Przedstawienie miało niesłychanie wyrafinowaną konstrukcję, która opierała się na przekraczających wszelkie podziały materii sztuki, nieoczekiwanych zestrojach obrazów, dźwięków, słów. działań powiązanych misterną siecią opozycji, odbić, dopełnień, przeniesień. To one budowały jego muzyczno-malarsko-poetycką dramaturgię, podczas gdy aktorzy wypełniali ją swoją cielesną i twórczą obecnością. Trudno nawet powiedzieć, jaki był w tej pracy udział kompozytora, Stanisława Radwana. Wydaje się, że po latach współpracy reżyser i kompozytor rozumieli się tutaj po prostu idealnie. Nie sposób dzisiaj zrekonstruować tej niebywałej kompozycji, co najwyżej można próbować przywołać jej fragmenty.

Pierwszy akord spektaklu brzmiał głucho i zupełnie nieoczekiwanie wobec pierwszych fraz poematu, które odzwierciedlają stan pierwszego zauroczenia, podniecenia, ożywienia. My widzimy unieruchomiony obraz młodości w nagich ciałach kobiet-odalisek i kres młodości w unieruchomionych na wózkach ciałach mężczyzn. One są jak z obrazu Ingresa, oni - jak ze sztuk Becketta. Ten podobny do Joyce'a (Jan Monczka) z Ostatniej tas'my Krappa.
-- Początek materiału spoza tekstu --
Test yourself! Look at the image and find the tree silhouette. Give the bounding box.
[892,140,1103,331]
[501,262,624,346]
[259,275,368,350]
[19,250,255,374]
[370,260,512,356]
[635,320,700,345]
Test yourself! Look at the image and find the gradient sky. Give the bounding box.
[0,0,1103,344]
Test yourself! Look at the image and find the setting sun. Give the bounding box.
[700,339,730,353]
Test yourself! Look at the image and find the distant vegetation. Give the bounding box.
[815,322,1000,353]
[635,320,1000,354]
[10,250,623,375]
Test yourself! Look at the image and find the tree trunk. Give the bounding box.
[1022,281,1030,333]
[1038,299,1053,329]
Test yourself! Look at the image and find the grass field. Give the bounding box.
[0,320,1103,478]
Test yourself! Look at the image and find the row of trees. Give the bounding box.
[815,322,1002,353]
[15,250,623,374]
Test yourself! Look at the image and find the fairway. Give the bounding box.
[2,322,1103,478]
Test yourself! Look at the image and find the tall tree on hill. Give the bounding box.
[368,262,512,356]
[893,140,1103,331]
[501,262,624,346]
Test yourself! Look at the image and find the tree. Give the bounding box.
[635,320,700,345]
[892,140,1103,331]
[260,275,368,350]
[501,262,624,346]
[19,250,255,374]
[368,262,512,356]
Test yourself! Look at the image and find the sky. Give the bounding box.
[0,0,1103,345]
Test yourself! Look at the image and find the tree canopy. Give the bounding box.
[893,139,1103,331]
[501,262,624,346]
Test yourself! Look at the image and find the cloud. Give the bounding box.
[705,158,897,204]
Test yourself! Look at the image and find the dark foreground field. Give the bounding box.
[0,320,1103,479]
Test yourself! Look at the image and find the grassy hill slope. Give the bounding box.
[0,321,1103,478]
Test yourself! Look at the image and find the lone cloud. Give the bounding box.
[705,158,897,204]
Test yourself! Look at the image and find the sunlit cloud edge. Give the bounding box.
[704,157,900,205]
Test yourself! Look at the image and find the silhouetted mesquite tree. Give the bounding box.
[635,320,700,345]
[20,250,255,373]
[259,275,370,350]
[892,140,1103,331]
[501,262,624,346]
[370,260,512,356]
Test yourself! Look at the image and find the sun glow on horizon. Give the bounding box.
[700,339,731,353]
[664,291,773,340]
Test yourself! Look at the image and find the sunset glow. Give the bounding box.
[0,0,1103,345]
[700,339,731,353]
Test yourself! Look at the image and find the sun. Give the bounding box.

Energiczny staruch z laską, w czarnej mycce i okularach, unieruchomiony na drewnianym wózku (wyjeżdża zza kolumny) to Ham z Końcówki. Giacomo (Jerzy Radziwiłowicz). To niedołężni starcy wracają do wspomnień niegdysiejszej młodości. Joyce może już tylko przesłuchiwać swoje dawne nagrania. Pozostaje mu jego dawny, teraz zniekształcony głos.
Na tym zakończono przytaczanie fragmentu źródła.